今日は三学期の保護者会を開きました。

ご来場いただきありがとうございました。

「勉強で遊ぶ」というときの「遊ぶ」は「熱中する」、「夢中になる」という意味だとご説明しました。

最後に紹介した、日本はなぜ今も漢字を使い続けているのかという話題は、英語学習における文法の重要性とも関係しています。

今日の全体の話に比べるとおまけの話ですが、言葉足らずに感じられたので以下の通り補足いたします(長文となります)。

英文法はラテン語文法と瓜二つです。

ラテン語は西洋の古典文化を今に伝える言語です。

漢字は東洋の古典文化を今に伝えます。

私たちは漢文を学び、漢字を学びます。

欧米人はラテン語を学び、自分たちの古典文化を学びます。

ただし欧米社会において、ラテン語を学べる人は圧倒的に限られています。

学ぶ人と学ばない人との間に格差が生じます(意図的にそうしています)。

日本社会において、漢字を学ぶ人は小学一年生以上全員です(しかも無料)!

この措置によってどれだけ大きな恩恵を日本社会ならびに我々一人一人が得ているかは、なかなか想像できません。

私は子どもたちが「漢字」をしっかり学んでほしいと願っています。

一方、ラテン語を学ぶ意義は日本人にとっても(or 東洋人にとっても)小さくありません。
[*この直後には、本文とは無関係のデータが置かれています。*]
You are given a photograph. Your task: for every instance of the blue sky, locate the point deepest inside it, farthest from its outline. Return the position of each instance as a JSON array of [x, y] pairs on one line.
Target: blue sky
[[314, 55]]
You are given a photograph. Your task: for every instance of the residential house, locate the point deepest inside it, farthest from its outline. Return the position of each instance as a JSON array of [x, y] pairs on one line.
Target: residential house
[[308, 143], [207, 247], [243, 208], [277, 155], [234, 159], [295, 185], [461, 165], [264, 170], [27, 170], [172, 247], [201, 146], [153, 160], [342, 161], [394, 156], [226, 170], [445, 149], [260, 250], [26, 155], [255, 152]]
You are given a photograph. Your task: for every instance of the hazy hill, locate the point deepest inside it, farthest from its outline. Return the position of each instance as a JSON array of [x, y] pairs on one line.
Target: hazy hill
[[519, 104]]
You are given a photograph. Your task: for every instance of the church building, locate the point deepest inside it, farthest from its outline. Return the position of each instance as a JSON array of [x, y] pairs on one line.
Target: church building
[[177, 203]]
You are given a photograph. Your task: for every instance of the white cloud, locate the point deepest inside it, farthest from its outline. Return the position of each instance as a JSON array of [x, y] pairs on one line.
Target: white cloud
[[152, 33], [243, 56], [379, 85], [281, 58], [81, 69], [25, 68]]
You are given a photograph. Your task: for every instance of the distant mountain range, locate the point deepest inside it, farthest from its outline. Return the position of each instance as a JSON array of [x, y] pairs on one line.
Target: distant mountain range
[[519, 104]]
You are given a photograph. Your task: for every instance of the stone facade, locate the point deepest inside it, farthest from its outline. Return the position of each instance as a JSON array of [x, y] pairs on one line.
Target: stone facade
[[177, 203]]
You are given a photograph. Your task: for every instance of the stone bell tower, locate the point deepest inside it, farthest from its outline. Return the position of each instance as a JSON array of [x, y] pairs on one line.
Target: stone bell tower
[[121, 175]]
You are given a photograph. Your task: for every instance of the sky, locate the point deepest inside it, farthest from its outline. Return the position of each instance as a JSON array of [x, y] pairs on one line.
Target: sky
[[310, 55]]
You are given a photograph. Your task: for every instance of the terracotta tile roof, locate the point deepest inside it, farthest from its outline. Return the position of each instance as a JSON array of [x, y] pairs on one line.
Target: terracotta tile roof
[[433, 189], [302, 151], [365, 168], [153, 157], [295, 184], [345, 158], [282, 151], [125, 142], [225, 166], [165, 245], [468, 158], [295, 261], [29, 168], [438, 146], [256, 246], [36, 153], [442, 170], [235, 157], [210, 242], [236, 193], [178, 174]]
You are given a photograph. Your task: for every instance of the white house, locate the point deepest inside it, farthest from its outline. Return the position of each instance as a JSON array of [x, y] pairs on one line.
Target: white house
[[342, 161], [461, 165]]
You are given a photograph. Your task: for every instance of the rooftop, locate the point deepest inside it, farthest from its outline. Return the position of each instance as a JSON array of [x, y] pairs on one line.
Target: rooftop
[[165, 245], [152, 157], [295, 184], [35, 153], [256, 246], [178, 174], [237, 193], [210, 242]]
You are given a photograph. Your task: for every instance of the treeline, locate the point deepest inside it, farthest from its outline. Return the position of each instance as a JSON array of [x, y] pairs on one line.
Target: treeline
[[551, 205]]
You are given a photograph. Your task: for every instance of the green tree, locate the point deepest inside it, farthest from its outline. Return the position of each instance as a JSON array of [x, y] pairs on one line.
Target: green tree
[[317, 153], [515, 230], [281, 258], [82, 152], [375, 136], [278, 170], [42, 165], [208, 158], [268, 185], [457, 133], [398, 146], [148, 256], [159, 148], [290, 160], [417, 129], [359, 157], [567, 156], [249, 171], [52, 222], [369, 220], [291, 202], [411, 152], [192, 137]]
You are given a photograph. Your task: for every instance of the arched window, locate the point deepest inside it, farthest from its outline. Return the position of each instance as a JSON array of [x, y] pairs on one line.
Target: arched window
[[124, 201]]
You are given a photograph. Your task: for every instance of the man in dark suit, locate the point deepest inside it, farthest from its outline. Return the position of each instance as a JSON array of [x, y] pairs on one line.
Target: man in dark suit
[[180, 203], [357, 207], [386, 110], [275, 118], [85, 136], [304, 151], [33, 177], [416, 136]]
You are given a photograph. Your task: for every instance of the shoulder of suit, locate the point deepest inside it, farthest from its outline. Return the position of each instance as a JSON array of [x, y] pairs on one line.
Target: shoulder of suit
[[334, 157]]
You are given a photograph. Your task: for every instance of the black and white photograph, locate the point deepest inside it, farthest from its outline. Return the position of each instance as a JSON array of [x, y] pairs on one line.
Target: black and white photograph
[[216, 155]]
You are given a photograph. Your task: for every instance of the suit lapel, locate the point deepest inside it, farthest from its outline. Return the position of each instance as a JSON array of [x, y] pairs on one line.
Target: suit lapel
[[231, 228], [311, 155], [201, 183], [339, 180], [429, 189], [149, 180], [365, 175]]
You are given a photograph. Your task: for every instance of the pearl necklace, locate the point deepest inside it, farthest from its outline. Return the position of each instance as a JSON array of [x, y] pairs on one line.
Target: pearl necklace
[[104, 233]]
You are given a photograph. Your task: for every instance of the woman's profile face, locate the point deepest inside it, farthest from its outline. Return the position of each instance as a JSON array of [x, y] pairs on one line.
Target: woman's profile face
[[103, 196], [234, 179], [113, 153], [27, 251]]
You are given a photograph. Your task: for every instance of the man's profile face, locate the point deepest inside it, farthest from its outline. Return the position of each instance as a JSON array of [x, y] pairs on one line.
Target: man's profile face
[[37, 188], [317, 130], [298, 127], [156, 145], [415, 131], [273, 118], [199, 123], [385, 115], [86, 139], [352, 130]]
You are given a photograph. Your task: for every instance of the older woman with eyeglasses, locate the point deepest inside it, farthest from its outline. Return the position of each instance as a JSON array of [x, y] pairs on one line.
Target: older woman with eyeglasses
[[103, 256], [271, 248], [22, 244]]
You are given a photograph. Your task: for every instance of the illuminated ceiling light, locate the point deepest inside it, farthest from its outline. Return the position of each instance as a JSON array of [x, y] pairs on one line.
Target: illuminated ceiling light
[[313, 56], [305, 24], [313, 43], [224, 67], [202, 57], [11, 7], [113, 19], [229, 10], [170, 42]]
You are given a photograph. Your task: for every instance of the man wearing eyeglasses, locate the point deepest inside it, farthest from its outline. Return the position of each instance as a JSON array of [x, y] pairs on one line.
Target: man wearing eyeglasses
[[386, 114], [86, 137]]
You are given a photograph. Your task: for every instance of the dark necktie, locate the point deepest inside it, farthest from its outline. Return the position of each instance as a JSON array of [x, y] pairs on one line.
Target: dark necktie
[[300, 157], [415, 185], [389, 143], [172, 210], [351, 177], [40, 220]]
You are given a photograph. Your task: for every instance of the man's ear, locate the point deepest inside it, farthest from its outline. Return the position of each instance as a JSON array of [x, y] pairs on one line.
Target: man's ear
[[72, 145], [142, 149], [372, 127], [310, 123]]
西洋古典文化は意図的に「人間とは何か」という普遍的テーマを追求しているからです。

私は格差社会をのしあがる手段としてではなく(あるフランスの小説にその話題が扱われています)、純粋に西洋文化を根っこから学ぶために、一人一人がより豊かな社会を築く立派な市民になるために、西洋の古典文化にも目を向ける同志の数を増やしたいと思って幼稚園の放課後に山の学校を開いています。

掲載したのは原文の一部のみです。